Todavia, conforme diz o art. 1.007 do Código Civil, os sócios podem estipular uma distribuição que siga critérios diversos. Caso um dos sócios traga mais clientes para a sociedade, seria possível conceder a ele uma participação nos lucros maior que o percentual das suas quotas.
Se houver a opção pela distribuição desproporcional de lucros, é bom deixar explicado, por alto no contrato social, sobre quais critérios ela irá se basear.
Suponhamos que o número de clientes fechados fosse o critério, caberia inserir a seguinte cláusula: “a distribuição de lucros será desproporcional, de acordo com o critério de captação de clientela”.
O detalhamento poderá ficar para o acordo de sócios, com o alinhamento das metas e das métricas pelas quais o desempenho do sócio será mensurado.
4.7 Reuniões e assembleias.
Discutir o futuro da empresa é algo fundamental, e nem sempre as situações esperam. Portanto, a instituição de deliberação permanente em grupo de whatsapp com prazo para manifestação, por exemplo, pode ajudar a dinamizar a tomada de decisões.
Convém estabelecer também se o silêncio vale como aprovação ou rejeição, a fim de evitar possíveis desentendimentos. Prever a realização de reuniões à distância também é uma medida necessária para evitar problemas de agenda.
4.8 Apuração de haveres.
Apurar haveres significa identificar o valor cabível a um sócio que está saindo da sociedade. Essa saída pode se dar por vários motivos, como retirada imotivada (saída sem justificativa), exclusão por falta grave ou morte, por exemplo.
De acordo com a regra geral do Código Civil, esse valor será levantado de acordo com a situação patrimonial da sociedade, conferido em balanço especialmente levantado. Além disso, há previsão de que o pagamento deverá ocorrer em até 90 dias após a liquidação.

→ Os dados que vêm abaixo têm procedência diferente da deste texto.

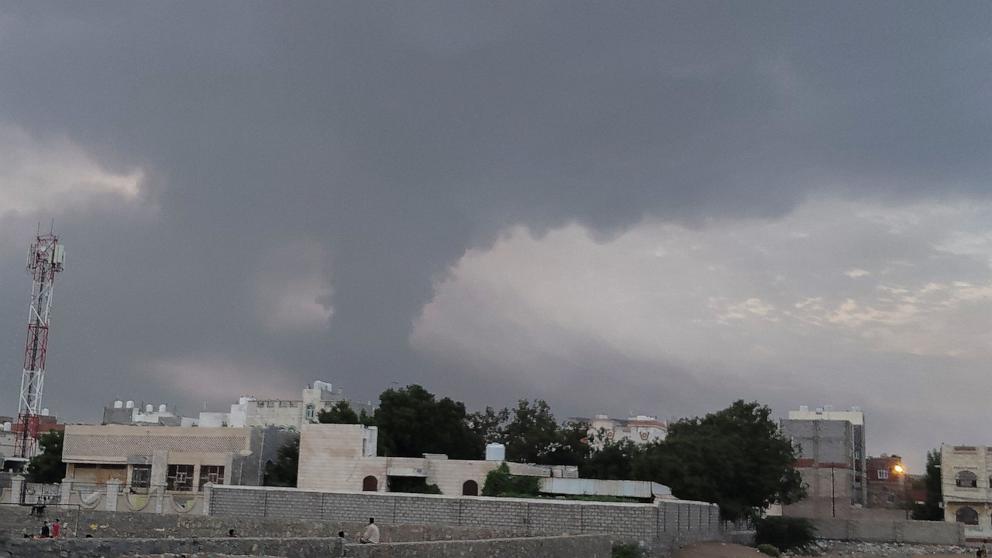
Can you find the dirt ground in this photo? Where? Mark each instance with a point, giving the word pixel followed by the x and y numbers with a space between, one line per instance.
pixel 725 550
pixel 718 550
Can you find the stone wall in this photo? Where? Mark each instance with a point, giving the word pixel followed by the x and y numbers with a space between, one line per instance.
pixel 586 546
pixel 658 527
pixel 908 531
pixel 101 548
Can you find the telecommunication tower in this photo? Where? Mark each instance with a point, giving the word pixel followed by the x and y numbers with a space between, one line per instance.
pixel 45 258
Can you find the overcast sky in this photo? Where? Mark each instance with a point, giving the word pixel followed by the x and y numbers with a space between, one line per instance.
pixel 620 207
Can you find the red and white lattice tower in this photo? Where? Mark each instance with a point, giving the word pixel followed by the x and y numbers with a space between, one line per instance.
pixel 45 259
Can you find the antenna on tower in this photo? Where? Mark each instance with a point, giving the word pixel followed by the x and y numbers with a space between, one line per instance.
pixel 45 258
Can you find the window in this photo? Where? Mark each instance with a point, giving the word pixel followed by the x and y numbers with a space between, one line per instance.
pixel 370 484
pixel 212 474
pixel 966 515
pixel 141 476
pixel 966 479
pixel 179 477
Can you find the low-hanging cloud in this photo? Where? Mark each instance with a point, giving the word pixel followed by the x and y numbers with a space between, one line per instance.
pixel 389 140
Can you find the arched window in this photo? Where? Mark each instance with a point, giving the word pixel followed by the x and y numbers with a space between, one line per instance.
pixel 966 515
pixel 966 479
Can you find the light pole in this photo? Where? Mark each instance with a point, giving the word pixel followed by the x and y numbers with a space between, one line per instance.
pixel 900 470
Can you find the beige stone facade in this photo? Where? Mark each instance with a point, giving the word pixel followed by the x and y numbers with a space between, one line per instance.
pixel 967 487
pixel 339 457
pixel 176 459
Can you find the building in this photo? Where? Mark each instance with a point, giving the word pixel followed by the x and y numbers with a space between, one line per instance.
pixel 284 413
pixel 146 414
pixel 638 429
pixel 966 483
pixel 170 458
pixel 342 457
pixel 888 483
pixel 248 412
pixel 856 417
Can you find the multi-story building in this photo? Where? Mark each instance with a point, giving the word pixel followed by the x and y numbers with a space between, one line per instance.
pixel 171 458
pixel 638 429
pixel 888 483
pixel 859 457
pixel 966 483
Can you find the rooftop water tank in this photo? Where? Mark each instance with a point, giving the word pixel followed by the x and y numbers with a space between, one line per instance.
pixel 495 452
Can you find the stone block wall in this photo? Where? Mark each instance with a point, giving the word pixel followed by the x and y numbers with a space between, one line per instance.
pixel 907 531
pixel 586 546
pixel 658 527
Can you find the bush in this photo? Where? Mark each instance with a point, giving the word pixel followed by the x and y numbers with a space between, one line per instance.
pixel 499 482
pixel 627 550
pixel 768 550
pixel 785 533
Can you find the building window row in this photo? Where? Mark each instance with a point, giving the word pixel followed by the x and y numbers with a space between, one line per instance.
pixel 966 479
pixel 180 477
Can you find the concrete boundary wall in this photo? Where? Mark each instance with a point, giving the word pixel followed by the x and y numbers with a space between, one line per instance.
pixel 658 527
pixel 571 546
pixel 101 548
pixel 907 531
pixel 586 546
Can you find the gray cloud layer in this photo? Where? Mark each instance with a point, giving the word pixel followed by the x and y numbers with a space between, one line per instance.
pixel 297 162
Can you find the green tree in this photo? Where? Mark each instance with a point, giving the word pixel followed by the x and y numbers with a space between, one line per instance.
pixel 413 422
pixel 613 461
pixel 499 482
pixel 532 433
pixel 47 467
pixel 282 472
pixel 736 457
pixel 489 424
pixel 340 413
pixel 930 509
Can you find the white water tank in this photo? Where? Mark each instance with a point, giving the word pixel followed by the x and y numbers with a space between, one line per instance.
pixel 495 452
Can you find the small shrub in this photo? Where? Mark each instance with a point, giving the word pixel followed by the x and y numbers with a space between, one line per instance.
pixel 499 482
pixel 628 550
pixel 768 550
pixel 785 533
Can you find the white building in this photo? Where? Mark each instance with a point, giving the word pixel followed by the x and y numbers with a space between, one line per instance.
pixel 283 413
pixel 966 484
pixel 640 429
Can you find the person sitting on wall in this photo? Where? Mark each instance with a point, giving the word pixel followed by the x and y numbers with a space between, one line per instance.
pixel 371 534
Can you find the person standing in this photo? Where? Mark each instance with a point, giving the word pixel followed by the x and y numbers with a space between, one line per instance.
pixel 371 534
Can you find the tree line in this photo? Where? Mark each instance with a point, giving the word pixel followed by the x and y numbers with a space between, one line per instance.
pixel 736 457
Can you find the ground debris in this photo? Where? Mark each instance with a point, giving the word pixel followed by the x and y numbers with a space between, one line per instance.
pixel 856 549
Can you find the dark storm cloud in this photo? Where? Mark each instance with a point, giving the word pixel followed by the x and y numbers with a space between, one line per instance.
pixel 396 136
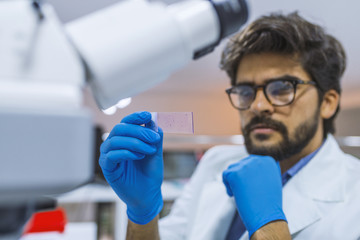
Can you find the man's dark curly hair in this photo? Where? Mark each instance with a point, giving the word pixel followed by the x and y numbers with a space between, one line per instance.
pixel 321 55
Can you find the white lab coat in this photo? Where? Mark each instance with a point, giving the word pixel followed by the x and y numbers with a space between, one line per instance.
pixel 322 201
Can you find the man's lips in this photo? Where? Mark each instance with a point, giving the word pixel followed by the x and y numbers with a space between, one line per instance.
pixel 261 128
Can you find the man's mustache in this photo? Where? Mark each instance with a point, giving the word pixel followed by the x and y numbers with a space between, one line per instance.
pixel 266 123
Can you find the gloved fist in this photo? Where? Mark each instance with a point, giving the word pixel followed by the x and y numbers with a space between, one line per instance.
pixel 255 182
pixel 132 163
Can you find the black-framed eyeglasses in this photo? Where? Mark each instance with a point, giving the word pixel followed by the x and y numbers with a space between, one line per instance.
pixel 279 92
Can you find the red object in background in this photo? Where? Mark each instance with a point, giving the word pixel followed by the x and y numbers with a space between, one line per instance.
pixel 48 221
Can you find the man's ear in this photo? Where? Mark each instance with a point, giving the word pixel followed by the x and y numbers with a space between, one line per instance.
pixel 329 104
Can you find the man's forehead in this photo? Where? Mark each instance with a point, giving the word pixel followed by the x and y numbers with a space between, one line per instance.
pixel 259 68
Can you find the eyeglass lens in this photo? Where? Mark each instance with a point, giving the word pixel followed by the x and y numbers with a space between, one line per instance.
pixel 278 93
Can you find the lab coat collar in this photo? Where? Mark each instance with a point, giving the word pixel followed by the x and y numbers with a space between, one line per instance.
pixel 321 180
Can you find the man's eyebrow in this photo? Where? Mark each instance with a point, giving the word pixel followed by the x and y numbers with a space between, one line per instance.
pixel 280 78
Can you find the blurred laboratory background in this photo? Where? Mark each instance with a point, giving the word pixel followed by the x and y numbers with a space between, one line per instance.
pixel 200 88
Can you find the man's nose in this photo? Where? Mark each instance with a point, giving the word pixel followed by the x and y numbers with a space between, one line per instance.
pixel 261 105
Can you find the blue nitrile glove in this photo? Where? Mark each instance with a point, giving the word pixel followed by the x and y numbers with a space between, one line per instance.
pixel 255 182
pixel 132 163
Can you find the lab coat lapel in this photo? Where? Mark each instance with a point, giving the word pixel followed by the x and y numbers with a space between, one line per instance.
pixel 215 214
pixel 321 180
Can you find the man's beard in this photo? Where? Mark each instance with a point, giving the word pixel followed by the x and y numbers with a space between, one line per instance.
pixel 289 146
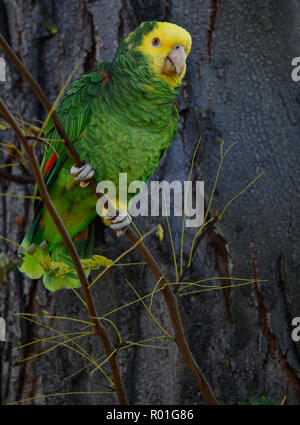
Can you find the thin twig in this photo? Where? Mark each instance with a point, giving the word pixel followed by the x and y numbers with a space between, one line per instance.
pixel 99 328
pixel 170 298
pixel 199 239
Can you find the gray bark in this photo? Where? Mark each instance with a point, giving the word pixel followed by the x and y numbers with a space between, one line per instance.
pixel 238 89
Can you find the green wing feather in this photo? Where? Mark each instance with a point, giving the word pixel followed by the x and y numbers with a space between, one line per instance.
pixel 74 112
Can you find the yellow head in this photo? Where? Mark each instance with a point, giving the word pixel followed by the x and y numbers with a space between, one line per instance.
pixel 166 46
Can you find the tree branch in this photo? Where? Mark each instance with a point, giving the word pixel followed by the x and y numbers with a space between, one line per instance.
pixel 16 179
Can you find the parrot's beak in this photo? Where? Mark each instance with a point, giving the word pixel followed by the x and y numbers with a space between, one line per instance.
pixel 175 61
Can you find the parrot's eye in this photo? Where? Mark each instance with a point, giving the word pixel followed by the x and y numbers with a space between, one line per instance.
pixel 155 42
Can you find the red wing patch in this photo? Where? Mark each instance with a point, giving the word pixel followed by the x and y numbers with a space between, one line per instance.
pixel 49 163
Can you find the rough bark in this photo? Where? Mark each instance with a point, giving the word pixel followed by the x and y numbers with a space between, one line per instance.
pixel 238 89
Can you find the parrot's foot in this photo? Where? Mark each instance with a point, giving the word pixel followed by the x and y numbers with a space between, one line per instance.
pixel 120 222
pixel 83 174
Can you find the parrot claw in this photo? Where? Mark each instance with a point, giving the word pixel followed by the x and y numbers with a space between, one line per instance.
pixel 83 174
pixel 120 222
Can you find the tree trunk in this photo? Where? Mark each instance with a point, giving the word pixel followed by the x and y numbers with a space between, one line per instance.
pixel 238 88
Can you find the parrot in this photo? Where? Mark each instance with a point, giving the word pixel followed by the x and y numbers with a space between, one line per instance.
pixel 121 116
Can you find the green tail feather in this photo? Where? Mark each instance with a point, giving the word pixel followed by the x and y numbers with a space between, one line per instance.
pixel 33 262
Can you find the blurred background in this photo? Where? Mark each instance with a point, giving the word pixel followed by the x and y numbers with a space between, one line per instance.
pixel 238 88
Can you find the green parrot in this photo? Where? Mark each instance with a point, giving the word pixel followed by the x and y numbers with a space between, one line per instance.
pixel 121 117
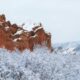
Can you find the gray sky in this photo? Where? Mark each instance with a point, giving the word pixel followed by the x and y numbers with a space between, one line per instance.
pixel 60 17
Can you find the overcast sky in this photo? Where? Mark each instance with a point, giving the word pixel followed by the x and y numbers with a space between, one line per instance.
pixel 60 17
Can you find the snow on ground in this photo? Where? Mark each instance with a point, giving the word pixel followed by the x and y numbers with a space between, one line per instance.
pixel 62 64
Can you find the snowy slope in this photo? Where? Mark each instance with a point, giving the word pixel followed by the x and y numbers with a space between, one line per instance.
pixel 62 64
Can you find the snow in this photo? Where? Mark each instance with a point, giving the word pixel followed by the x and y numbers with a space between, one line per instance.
pixel 62 64
pixel 38 29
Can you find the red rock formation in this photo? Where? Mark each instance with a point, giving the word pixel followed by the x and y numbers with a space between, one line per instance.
pixel 12 36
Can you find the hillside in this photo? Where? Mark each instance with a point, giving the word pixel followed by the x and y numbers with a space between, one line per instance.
pixel 62 64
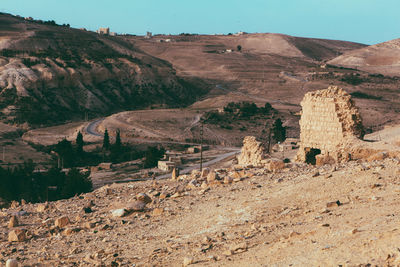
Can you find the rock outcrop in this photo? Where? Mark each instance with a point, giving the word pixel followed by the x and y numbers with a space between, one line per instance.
pixel 329 123
pixel 253 152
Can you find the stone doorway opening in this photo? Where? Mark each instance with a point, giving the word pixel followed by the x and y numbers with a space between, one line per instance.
pixel 310 155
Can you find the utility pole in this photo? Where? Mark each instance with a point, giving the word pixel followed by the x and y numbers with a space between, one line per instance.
pixel 201 146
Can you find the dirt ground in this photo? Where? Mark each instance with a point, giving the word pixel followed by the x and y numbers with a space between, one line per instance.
pixel 303 216
pixel 334 215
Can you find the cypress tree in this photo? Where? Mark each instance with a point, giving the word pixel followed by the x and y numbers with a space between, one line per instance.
pixel 106 140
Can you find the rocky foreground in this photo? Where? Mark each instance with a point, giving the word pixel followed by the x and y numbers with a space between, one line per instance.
pixel 346 214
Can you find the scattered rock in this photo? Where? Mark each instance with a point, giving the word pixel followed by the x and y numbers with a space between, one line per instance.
pixel 164 195
pixel 177 194
pixel 62 222
pixel 192 184
pixel 236 248
pixel 253 152
pixel 42 207
pixel 228 180
pixel 333 204
pixel 205 172
pixel 275 165
pixel 158 211
pixel 119 212
pixel 175 174
pixel 187 261
pixel 143 197
pixel 13 222
pixel 17 235
pixel 12 263
pixel 212 176
pixel 315 174
pixel 136 206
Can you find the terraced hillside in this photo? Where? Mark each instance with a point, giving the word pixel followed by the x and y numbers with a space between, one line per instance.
pixel 51 73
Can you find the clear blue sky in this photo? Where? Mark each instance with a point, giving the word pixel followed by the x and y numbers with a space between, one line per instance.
pixel 364 21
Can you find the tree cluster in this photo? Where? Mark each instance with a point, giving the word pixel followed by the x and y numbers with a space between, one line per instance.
pixel 23 182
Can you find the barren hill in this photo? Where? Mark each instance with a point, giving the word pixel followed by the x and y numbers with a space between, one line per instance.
pixel 302 216
pixel 268 66
pixel 383 58
pixel 49 71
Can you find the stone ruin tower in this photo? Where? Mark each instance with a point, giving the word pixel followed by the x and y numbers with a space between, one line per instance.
pixel 329 123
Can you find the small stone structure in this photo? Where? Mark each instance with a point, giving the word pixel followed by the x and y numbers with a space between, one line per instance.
pixel 105 31
pixel 166 165
pixel 329 123
pixel 253 152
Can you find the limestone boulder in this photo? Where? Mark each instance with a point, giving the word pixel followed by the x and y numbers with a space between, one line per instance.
pixel 275 165
pixel 62 222
pixel 17 235
pixel 253 152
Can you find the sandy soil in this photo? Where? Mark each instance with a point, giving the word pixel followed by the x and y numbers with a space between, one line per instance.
pixel 283 219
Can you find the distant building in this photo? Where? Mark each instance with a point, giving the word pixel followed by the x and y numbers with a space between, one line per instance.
pixel 105 31
pixel 240 33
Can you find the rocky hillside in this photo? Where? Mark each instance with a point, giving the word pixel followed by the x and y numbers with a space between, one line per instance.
pixel 302 216
pixel 51 73
pixel 383 58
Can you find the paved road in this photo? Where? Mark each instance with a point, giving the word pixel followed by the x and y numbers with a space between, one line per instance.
pixel 205 164
pixel 168 175
pixel 257 98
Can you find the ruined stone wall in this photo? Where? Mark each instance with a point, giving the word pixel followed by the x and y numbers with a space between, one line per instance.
pixel 329 120
pixel 253 152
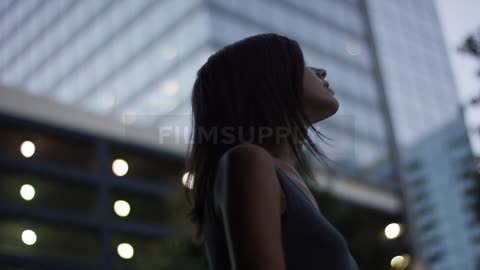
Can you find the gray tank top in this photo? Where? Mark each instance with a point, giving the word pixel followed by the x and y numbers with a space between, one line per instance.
pixel 310 241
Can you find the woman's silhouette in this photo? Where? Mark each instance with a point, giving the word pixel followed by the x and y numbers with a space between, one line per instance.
pixel 253 102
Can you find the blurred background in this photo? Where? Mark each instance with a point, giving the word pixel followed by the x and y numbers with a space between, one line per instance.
pixel 95 119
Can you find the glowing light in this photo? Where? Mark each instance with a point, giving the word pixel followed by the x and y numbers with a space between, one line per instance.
pixel 121 208
pixel 170 87
pixel 27 149
pixel 187 180
pixel 27 192
pixel 119 167
pixel 125 251
pixel 29 237
pixel 400 262
pixel 393 230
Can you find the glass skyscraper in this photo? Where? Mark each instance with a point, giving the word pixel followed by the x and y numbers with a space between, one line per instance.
pixel 136 60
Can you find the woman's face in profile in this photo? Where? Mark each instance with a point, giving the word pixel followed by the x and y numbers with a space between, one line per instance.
pixel 320 102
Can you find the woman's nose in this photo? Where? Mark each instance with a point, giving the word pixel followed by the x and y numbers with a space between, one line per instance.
pixel 322 73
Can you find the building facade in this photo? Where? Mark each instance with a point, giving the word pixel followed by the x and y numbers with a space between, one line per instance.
pixel 438 183
pixel 136 61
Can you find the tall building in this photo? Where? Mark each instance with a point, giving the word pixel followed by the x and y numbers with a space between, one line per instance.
pixel 136 61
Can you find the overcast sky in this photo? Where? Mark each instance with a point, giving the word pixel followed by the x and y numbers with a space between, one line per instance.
pixel 458 19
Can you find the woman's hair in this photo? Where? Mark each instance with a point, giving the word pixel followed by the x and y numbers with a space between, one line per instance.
pixel 253 83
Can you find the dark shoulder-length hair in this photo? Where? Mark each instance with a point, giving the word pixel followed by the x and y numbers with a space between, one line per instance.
pixel 253 83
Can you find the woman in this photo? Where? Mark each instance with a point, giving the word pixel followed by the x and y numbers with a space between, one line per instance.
pixel 252 103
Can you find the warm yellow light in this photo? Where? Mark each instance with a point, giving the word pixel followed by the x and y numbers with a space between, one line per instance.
pixel 121 208
pixel 119 167
pixel 187 180
pixel 169 53
pixel 353 48
pixel 29 237
pixel 27 192
pixel 125 250
pixel 400 262
pixel 393 230
pixel 27 149
pixel 170 87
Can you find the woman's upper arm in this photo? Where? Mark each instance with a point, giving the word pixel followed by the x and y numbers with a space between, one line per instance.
pixel 250 206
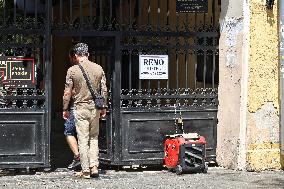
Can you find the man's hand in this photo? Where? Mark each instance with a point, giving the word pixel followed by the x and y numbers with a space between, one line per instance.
pixel 66 114
pixel 103 113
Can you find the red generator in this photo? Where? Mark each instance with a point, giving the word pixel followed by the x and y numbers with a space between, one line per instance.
pixel 185 153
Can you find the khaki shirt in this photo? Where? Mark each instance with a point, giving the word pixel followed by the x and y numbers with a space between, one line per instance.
pixel 76 85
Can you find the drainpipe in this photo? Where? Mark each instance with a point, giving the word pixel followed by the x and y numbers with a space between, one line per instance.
pixel 281 36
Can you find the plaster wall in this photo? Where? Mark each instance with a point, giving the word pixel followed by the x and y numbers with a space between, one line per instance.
pixel 248 115
pixel 231 52
pixel 263 150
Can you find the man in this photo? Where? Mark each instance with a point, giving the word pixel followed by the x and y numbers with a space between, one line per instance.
pixel 86 115
pixel 69 126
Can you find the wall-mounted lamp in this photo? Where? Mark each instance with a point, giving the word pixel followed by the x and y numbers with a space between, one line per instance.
pixel 269 4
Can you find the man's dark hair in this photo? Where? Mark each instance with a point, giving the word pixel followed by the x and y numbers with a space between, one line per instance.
pixel 72 52
pixel 81 49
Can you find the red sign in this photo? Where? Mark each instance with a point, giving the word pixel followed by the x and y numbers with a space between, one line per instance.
pixel 17 72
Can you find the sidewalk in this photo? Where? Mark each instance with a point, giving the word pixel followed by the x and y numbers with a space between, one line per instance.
pixel 136 179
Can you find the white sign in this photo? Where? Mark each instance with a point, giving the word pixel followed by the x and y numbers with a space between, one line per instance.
pixel 153 66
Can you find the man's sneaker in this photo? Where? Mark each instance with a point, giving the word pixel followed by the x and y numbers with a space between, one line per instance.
pixel 94 172
pixel 75 163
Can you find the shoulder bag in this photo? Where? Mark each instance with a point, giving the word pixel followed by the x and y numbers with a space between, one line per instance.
pixel 99 100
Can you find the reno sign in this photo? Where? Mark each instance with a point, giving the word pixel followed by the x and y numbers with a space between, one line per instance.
pixel 153 66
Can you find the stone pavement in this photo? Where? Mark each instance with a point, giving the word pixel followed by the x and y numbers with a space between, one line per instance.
pixel 150 179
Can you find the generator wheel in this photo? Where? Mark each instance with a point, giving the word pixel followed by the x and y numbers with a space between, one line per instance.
pixel 178 170
pixel 205 168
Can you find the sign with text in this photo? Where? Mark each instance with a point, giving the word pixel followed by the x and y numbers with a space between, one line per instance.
pixel 192 6
pixel 153 66
pixel 17 72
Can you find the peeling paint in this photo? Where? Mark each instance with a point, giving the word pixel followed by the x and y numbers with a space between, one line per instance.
pixel 263 66
pixel 267 120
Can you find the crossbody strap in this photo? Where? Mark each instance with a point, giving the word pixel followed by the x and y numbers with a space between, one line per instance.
pixel 88 81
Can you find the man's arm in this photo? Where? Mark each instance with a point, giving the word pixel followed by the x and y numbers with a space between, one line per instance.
pixel 67 93
pixel 104 92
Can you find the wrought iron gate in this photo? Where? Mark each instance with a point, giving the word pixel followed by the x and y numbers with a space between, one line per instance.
pixel 24 84
pixel 142 111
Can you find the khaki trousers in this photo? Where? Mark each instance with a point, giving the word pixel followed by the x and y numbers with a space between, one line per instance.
pixel 87 127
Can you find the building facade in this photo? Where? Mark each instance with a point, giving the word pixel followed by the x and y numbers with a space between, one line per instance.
pixel 221 77
pixel 249 89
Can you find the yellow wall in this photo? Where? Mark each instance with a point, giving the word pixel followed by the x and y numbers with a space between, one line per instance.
pixel 263 151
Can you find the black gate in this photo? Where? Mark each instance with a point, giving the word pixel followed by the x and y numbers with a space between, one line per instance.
pixel 143 105
pixel 24 84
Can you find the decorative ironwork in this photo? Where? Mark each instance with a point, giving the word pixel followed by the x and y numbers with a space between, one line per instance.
pixel 135 98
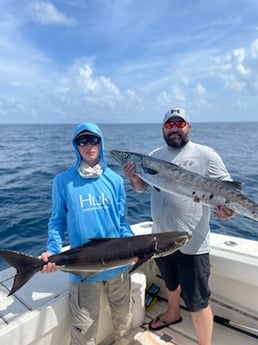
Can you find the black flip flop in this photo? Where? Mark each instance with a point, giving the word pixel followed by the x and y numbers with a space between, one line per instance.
pixel 165 323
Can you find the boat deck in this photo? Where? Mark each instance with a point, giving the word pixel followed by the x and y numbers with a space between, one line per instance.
pixel 183 332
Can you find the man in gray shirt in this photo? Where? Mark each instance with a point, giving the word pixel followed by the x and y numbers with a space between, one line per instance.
pixel 186 272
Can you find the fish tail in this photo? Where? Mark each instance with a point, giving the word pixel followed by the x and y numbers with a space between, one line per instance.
pixel 26 266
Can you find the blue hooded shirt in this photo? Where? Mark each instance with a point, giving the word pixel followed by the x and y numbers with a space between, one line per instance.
pixel 87 207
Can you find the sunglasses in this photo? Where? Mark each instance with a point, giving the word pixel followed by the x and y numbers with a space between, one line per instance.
pixel 178 124
pixel 83 141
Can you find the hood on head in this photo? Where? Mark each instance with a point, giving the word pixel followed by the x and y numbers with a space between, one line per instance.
pixel 93 128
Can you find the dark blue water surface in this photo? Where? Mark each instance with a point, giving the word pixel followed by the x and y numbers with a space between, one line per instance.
pixel 31 155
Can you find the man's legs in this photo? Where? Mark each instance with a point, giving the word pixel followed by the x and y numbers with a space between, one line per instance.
pixel 203 324
pixel 119 292
pixel 173 312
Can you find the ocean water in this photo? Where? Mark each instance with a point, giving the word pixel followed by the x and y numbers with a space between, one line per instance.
pixel 31 155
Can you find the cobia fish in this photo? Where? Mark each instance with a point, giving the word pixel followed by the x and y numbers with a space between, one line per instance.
pixel 171 178
pixel 98 255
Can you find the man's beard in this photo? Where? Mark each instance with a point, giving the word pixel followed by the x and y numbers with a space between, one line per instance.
pixel 176 143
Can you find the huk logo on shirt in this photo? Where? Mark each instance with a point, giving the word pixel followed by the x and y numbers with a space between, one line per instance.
pixel 93 202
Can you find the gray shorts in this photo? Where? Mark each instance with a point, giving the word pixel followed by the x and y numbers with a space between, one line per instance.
pixel 192 273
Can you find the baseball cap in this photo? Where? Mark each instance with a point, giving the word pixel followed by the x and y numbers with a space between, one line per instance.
pixel 176 112
pixel 84 133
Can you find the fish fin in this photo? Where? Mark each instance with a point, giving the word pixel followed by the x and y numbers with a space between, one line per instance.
pixel 100 239
pixel 234 184
pixel 25 265
pixel 104 274
pixel 155 188
pixel 150 171
pixel 140 262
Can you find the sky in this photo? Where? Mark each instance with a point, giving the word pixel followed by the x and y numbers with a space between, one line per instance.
pixel 128 61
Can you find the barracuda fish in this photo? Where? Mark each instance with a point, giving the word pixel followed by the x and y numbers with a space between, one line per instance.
pixel 173 179
pixel 98 255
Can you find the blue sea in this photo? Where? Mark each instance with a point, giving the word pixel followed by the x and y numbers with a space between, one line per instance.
pixel 31 155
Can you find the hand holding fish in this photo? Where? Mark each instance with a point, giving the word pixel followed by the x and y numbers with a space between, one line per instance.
pixel 49 266
pixel 223 212
pixel 129 169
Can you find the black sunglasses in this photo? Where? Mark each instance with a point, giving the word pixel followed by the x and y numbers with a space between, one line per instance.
pixel 84 140
pixel 178 124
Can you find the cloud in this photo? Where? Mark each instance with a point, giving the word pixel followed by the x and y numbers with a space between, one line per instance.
pixel 46 13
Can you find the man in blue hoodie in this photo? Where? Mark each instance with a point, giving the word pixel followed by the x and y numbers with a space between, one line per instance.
pixel 88 200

Seguir essa regra geral pode significar a falência da sociedade. Primeiro porque o critério de definição dos haveres pode não fazer jus à realidade da empresa, segundo porque o prazo de 90 dias é extremamente curto para a realização desse pagamento.
Apesar disso, o Código Civil autoriza que o contrato social preveja regras diferentes para a apuração dos haveres. Nesse cenário, convém estipular o prazo e o número de parcelas em que serão pagos, bem como qual será o critério adotado.
Além disso, é possível estipular critérios diferentes para situações diferentes. Por exemplo, se um sócio é excluído por falta grave, pode-se adotar um critério menos vantajoso. Se, por outro lado, ele exerce a sua retirada de forma amigável, poder-se-á adotar um critério mais vantajoso.
Com essa estratégia, você evita que a decisão sobre o critério caia na regra legal, nem sempre favorável.
Disciplinar o pagamento dos valores devidos ao sócio no momento da saída livra a sociedade de arcar com os custos de um pagamento à vista. Afastar-se da solução dada pela lei, nesse caso, é uma questão de sobrevivência.
5. Conclusão: ter um contrato social sob medida faz a sua empresa se destacar
O contrato social bem redigido é a primeira etapa de profissionalização de governança em uma empresa. Ter um contrato que preveja claramente as regras do jogo pode evitar, e muito, os desentendimentos entre sócios. Desentendimento que, na maior parte das vezes, levam a empresa à falência.
Se você empreende e já teve problemas com sócios, sabe do que eu estou falando. Entrar num conflito cujo resultado depende de um terceiro que jamais abriu um CNPJ é imprevisível. Tenho certeza de que imprevisibilidade é a última coisa que você quer.
De início, o advogado parece um custo muito alto, mas as ocasiões de desentendimento mostram as vantagens de saber como agir, pois está tudo escrito. Não há o que questionar, foi a vontade dos sócios que prevaleceu.
E por esses motivos que citei, além de vários outros não citados, você deveria ter um contrato social bem feito para sua sociedade limitada.